W ramach uruchomionego programu dopłat do loch wpłynęły 20 542 wnioski na łączną kwotę nieco ponad 300 mln zł. Istnieje niebezpieczeństwo, że kwota 400 mln zł przeznaczona na ten cel nie zostanie wykorzystana. Dlaczego?

 

Jak informuje Wielkopolska Izba Rolnicza, 13 kwietnia br. odbyło się, pod przewodnictwem prezesa WIR, Piotra Walkowskiego, kolejne posiedzenie Zespołu ds. stabilizacji rynku mięsa wieprzowego. Gościem na tym spotkaniu był Minister Rolnictwa i Rozwoju Wsi Henryk Kowalczyk.

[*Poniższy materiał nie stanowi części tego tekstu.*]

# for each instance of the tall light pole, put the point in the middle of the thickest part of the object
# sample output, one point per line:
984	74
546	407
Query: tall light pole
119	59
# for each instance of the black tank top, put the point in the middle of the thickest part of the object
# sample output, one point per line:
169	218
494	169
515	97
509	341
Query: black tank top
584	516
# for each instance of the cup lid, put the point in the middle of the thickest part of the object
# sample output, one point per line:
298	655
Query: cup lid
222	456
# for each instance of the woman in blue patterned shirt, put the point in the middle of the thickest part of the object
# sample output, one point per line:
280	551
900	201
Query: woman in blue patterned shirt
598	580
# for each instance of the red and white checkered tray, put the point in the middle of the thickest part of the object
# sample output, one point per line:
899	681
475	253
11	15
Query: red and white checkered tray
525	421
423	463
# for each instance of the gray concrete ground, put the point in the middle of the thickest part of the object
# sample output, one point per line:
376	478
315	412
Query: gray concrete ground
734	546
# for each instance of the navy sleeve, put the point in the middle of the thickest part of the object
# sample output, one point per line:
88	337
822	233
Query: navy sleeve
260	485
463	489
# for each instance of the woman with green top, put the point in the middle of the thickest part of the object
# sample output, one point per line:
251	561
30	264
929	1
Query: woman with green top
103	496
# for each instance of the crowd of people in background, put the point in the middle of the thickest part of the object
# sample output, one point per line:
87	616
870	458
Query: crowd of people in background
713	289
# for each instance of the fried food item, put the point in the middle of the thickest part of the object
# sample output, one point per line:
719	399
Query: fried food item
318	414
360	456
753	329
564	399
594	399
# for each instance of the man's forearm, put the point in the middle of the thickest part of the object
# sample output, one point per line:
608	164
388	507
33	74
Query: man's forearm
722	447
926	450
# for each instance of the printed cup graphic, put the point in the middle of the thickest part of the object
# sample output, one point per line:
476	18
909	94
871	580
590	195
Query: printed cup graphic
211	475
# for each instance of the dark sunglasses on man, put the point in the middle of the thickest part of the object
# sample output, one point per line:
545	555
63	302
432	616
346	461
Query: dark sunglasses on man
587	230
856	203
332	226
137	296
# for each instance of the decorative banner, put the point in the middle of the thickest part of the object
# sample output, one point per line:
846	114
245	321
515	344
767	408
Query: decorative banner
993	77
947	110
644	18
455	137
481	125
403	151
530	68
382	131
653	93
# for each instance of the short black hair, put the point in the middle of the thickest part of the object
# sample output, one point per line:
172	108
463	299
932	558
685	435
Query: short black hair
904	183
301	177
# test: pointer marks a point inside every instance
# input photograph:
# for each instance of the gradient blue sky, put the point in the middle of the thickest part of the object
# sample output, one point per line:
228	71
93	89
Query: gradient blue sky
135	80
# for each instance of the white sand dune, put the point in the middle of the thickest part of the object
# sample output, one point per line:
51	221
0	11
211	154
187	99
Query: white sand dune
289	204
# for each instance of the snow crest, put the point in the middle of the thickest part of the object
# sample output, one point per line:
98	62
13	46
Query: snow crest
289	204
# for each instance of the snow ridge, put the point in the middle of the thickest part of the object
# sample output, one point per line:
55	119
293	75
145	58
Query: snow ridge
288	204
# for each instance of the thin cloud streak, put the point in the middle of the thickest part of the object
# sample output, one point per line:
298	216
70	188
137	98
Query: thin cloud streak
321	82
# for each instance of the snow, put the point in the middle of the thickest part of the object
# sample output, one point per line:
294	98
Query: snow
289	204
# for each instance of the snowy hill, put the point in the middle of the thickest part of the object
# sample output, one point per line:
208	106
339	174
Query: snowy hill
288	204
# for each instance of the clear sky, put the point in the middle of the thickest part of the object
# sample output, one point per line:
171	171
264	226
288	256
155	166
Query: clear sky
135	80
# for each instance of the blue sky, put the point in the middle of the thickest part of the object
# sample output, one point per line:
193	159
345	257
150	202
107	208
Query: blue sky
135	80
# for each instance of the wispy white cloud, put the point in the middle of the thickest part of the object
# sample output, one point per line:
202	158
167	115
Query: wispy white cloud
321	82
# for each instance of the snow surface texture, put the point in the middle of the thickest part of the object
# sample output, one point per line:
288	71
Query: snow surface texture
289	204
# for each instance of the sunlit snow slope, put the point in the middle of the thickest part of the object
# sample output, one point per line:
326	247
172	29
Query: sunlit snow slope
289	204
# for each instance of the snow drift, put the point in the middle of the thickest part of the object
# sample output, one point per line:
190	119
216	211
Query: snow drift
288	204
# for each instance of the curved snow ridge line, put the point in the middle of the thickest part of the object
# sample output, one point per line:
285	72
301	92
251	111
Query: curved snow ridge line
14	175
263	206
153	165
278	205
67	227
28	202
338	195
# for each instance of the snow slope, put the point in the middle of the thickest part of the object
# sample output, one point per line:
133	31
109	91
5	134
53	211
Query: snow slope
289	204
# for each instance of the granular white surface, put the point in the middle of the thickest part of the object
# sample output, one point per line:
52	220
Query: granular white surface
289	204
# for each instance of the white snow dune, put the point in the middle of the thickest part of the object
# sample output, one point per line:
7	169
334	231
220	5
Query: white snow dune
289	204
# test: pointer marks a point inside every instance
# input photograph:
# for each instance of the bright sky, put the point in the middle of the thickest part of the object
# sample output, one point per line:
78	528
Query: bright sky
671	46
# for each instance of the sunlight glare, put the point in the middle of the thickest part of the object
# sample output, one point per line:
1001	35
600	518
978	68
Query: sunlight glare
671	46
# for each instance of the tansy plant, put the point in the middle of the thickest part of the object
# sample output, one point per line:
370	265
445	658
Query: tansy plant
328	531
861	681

Obecny na spotkaniu był również wiceminister Lech Antoni Kołakowski.

 

Jako wprowadzenie do dyskusji, prezes WIR, Piotr Walkowski, przedstawił prezentację aktualnej sytuacji w sektorze trzody chlewnej przygotowaną pod jego kierunkiem, przez zespół specjalistów z Wielkopolskiej Izby Rolniczej. Prezes zwrócił uwagę, że pomimo podwyżek cen skupu, rentowność produkcji nadal jest pod kreską, ze względu na dramatyczny wzrost kosztów produkcji. Jak zauważono w ostatnim tygodniu, ceny skupu ustabilizowały się a nawet zaczęły ponownie spadać, co może być oznaką braku akceptacji rynku i sieci detalicznych dla jeszcze wyższych cen mięsa.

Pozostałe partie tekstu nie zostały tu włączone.